High cholesterol condition mainly arises due to abnormal levels of mainly three types of lipids (fats) and lipoproteins in the body. These are as follows-
- Low-density Lipoproteins (LDL): This type of cholesterol is called “bad cholesterol”. It can combine with other fatty substances which are then carried by blood to the different body tissues. These substances slowly deposit on the walls of arteries (plaque formation) and cause obstruction of arterial passages which leads to coronary heart diseases in future. LDL cholesterol concentration should be kept as low as possible (below 130 mg/dL)
- High-density Lipoproteins (HDL): This is called “good cholesterol”. It usually carries excess cholesterol from the arterial tissues to the liver where they are excreted. Thus risks of heart blockage due to fat deposition are reduced. Higher HDL levels are desirable within the body (above 45 mg/dL). Regular exercise can help achieve this.
- Triglycerides: These belong to the third category of fats and are present in the body of high blood pressure or alcoholic patients. They should be kept below 150 mg/dL).
Clinical complications of high cholesterol
This disease does not have noticeable symptoms. Hence after a certain age (normally 40), people should go for regular check-ups. Progress of the disease can give rise to some serious clinical complications. These are as follows–
- Coronary heart disease: The deposition of excess cholesterol on the inner walls of the coronary artery of the heart can cause this disease.
- Atherosclerosis: In this condition, the heart muscles become thick due to plaque formation.

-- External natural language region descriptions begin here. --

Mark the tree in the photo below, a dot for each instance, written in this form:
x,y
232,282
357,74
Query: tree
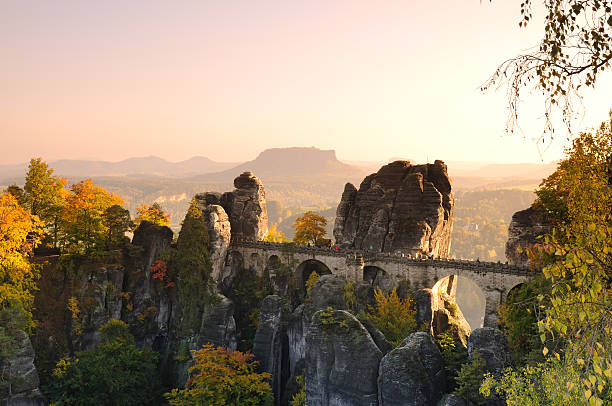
x,y
191,267
20,232
575,50
577,313
309,228
44,195
393,316
83,229
116,372
153,214
221,376
469,379
275,235
117,221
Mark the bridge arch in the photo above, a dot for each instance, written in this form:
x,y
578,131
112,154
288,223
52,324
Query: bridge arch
x,y
376,276
469,297
307,267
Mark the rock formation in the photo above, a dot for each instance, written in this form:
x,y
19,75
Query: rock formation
x,y
271,344
401,207
23,376
412,374
525,226
447,316
246,208
492,346
341,361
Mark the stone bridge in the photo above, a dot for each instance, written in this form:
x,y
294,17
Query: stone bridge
x,y
494,279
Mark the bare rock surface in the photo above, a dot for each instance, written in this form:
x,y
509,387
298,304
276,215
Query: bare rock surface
x,y
401,207
24,376
412,374
525,227
492,346
271,344
246,208
341,361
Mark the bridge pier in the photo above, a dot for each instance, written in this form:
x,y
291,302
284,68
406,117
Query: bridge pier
x,y
493,298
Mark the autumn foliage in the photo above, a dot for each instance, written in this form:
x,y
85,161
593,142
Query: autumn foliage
x,y
393,316
309,228
221,376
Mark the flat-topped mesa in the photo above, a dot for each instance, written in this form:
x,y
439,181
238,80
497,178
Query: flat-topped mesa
x,y
402,207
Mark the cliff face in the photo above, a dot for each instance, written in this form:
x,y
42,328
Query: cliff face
x,y
525,227
401,207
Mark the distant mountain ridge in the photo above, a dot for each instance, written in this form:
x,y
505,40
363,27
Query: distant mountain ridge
x,y
295,163
148,166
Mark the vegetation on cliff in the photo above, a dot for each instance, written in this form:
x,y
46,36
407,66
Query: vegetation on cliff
x,y
223,377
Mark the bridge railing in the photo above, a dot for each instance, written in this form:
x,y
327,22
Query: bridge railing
x,y
369,257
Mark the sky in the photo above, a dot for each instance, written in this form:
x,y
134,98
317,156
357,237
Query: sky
x,y
227,79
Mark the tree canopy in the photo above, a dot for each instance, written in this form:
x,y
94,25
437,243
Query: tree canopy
x,y
309,228
575,49
221,376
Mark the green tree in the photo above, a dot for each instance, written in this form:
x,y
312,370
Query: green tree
x,y
44,196
190,266
117,222
83,229
221,376
20,232
309,228
469,379
393,316
116,372
153,214
575,49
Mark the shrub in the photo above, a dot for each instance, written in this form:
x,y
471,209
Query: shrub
x,y
221,376
393,316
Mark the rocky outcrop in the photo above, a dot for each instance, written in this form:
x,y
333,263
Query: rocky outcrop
x,y
492,346
24,389
447,316
219,230
401,207
525,227
218,324
341,361
246,208
153,240
271,344
412,374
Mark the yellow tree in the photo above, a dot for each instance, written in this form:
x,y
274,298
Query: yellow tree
x,y
20,232
153,214
309,228
83,224
221,376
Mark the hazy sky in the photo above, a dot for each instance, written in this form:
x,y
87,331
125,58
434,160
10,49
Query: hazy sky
x,y
226,79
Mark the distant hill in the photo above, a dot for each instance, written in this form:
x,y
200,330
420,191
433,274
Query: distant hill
x,y
296,164
148,166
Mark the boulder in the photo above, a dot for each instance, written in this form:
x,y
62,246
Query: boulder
x,y
401,207
271,345
492,346
24,376
328,291
341,361
412,374
219,232
525,227
246,208
218,325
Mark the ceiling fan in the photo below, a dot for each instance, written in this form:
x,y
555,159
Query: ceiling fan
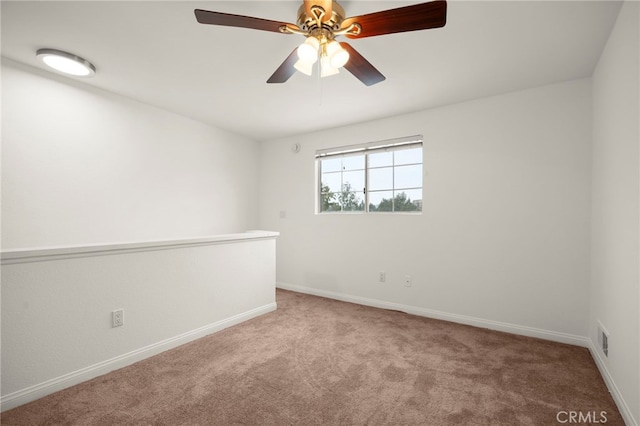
x,y
321,21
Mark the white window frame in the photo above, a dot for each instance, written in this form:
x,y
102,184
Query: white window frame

- Carotid artery disease: It occurs due to the formation of plaque inside carotid artery (supplies blood to brain). It may lead to brain stroke in future.
- Peripheral artery disease: It occurs due to arterial blockage in the limbs.

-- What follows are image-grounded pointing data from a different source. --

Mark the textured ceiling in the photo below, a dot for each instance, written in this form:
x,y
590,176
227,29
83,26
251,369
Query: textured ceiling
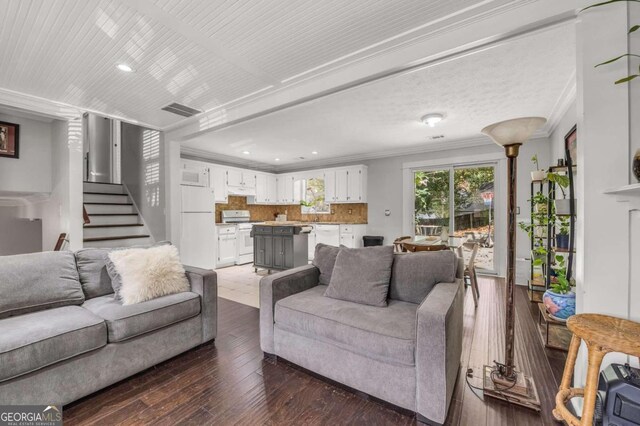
x,y
522,77
202,53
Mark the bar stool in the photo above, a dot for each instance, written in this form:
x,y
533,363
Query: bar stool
x,y
602,334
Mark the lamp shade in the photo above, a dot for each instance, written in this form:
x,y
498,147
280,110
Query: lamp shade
x,y
515,131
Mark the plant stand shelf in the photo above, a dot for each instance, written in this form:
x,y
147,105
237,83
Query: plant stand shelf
x,y
553,333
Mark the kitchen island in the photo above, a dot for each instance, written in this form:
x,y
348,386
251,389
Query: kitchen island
x,y
280,245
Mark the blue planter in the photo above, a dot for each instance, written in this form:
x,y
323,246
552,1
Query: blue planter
x,y
562,241
560,306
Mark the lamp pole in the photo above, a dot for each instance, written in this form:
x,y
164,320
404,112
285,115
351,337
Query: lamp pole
x,y
512,205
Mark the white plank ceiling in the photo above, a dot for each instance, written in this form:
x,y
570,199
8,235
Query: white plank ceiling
x,y
527,76
201,53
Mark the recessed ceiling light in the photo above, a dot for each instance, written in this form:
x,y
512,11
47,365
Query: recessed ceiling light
x,y
432,119
124,67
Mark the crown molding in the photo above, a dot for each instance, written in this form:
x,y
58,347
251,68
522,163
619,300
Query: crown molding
x,y
226,160
197,154
54,109
7,199
406,67
566,99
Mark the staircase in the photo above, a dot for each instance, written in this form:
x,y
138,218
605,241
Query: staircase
x,y
113,219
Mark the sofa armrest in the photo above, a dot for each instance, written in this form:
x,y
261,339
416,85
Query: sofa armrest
x,y
438,349
276,287
205,283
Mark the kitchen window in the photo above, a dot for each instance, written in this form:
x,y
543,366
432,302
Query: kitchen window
x,y
313,196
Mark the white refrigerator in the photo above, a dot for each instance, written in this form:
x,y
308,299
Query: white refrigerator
x,y
197,227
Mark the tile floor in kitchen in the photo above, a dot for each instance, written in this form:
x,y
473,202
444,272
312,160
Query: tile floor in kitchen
x,y
240,284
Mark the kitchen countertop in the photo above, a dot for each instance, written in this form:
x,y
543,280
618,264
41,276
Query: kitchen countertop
x,y
300,223
293,223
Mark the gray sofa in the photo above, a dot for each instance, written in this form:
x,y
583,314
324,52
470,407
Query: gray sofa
x,y
64,336
406,353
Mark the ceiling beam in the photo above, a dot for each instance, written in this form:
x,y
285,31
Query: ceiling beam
x,y
146,8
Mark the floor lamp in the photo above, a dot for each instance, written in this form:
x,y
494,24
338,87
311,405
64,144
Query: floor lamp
x,y
503,381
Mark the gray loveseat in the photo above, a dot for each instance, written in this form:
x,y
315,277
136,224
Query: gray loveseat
x,y
64,336
407,353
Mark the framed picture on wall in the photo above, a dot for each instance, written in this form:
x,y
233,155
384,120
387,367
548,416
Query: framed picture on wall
x,y
571,145
9,139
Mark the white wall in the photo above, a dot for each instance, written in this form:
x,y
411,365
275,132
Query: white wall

- Renal failure: Excess cholesterol cannot be excreted and exerts pressure on the walls of kidneys causing renal failure in future.

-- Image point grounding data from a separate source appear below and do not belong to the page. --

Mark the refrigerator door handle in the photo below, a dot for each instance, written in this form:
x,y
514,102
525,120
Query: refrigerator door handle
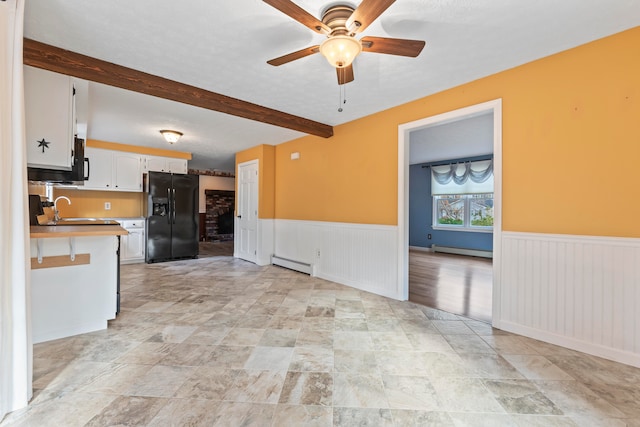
x,y
169,205
174,205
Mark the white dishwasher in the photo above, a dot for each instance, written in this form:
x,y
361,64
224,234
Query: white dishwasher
x,y
132,246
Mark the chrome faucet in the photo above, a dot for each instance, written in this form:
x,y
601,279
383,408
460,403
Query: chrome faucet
x,y
56,213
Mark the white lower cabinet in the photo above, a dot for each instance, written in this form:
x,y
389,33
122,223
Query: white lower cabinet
x,y
132,245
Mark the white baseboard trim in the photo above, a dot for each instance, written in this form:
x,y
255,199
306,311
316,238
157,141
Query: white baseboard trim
x,y
292,265
420,249
616,355
462,251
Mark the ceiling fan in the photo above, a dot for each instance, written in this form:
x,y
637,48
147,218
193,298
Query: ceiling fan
x,y
340,23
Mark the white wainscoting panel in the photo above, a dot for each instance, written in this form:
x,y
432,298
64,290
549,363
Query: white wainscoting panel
x,y
265,241
580,292
359,255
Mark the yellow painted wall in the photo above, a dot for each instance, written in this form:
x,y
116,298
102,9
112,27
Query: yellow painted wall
x,y
116,146
90,204
265,154
571,146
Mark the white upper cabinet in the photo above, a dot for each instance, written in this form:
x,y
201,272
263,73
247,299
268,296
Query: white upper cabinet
x,y
127,168
113,170
99,169
49,118
166,164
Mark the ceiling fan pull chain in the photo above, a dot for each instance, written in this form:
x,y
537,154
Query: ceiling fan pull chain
x,y
342,96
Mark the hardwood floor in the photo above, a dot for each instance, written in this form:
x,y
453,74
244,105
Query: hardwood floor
x,y
454,283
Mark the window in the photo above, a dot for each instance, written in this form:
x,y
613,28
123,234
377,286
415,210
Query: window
x,y
463,196
468,212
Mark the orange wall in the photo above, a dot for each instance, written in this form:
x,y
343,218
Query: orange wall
x,y
90,204
571,139
265,154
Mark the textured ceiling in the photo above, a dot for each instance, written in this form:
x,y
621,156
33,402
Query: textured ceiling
x,y
223,46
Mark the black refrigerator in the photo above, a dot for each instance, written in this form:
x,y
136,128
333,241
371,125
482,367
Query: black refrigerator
x,y
172,216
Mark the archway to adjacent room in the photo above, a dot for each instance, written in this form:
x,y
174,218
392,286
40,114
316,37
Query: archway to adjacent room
x,y
493,108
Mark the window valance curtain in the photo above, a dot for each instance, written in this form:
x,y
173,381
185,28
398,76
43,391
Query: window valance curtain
x,y
462,178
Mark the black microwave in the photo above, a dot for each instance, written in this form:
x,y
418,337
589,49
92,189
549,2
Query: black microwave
x,y
75,176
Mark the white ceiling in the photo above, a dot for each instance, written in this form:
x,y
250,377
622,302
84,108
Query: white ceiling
x,y
223,46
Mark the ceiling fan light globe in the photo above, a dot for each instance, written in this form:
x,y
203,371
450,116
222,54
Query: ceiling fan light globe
x,y
340,51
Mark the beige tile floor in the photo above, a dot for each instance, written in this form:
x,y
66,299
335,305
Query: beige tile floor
x,y
221,342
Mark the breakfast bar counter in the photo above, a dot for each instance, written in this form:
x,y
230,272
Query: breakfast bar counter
x,y
74,279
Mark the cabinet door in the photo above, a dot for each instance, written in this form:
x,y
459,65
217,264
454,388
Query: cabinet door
x,y
177,165
127,172
133,245
100,169
156,164
48,119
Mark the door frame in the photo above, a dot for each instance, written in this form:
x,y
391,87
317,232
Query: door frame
x,y
236,224
404,140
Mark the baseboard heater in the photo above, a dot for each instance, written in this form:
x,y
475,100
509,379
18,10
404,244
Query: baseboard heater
x,y
291,264
462,251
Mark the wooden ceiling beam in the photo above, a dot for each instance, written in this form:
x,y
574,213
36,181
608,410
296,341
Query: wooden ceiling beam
x,y
40,55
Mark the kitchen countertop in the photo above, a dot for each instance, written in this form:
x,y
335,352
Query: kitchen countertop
x,y
53,231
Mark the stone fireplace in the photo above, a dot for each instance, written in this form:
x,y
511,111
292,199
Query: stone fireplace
x,y
219,217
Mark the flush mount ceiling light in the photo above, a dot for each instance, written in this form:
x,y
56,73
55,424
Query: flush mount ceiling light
x,y
172,136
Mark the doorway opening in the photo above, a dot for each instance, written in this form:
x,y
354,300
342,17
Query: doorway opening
x,y
456,283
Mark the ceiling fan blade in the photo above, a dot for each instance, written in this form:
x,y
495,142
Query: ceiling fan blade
x,y
296,12
400,47
366,13
294,55
345,75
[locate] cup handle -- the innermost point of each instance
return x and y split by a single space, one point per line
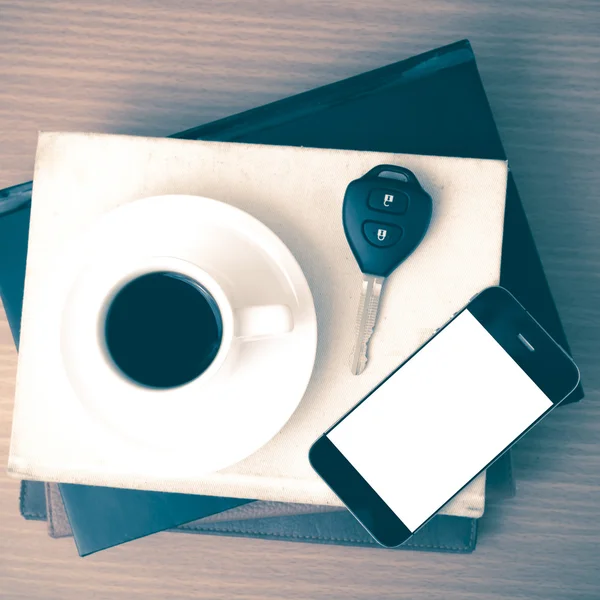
257 322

- Muscular failure: Excess cholesterol might affect the skeletal muscles as well causing muscular dystrophy (muscle stiffening) in advanced stages.
Is there any genetic connection?
According to the reports of British Heart Foundation, 1 in 500 people in UK suffer from Familial Hypercholesterolemia.
It is common in people who have a family history of the disease.
Extensive research proves that the mutations of specific genes like APOB or PCSK9 (determine the amount of cholesterol produced in the body) can cause cholesterol in future generations.
Diagnosis of high cholesterol
Doctors recommend lipid profile tests to determine the levels of –
- Total cholesterol
- LDL cholesterol
- HDL cholesterol
Treatment and Prevention
Cholesterol-related health complications are mostly tied closely to lifestyle and diet choices.It is thus important to maintain special care in having a healthy diet, rich in fresh fruits and vegetables that is rich in fibre, essential nutrients, healthy fats etc. Having a physically active routine, that includes atleast 20-30 minutes of exercise 4-5 days a week.
One should stay away from toxic habits such as drinking and smoking. Nicotine, alcohol, trans-fats, and sugar are the biggest culprits for bad cholesterol management that inevitably lead to heart issues.
WHO reports show that one-third of the ischemic heart diseases worldwide occur due to high levels of cholesterol. Nearly 2.6 million fatalities have been reported globally due to high cholesterol levels. The steadily increasing morbidity rates have made National Stroke Association spread the mass awareness related to heart diseases (especially in low and middle-income countries ) that might arise due to increased cholesterol levels in the body.
Dos and Don'ts
- Remove all trans-fats from the diet. If any packaged or processed food label reads, partially hydrogenated oil, understand that it contains trans-fats.
- Eat more of whole grains and fiber-rich foods to control weight gain.
- Soy products are effective in removing LDL from the body. They can be used to replace conventional dairy and meat products from the diet.
- Consume red meat. Substitute it with fish since fish are rich in omega-3 fatty acids which are the good kind of cholesterol.
- Lead a highly sedentary lifestyle. Have a fixed routine for performing physical exercises.
- Binge-eat processed snacks and junk foods. These are high in trans-fats and refined sugar.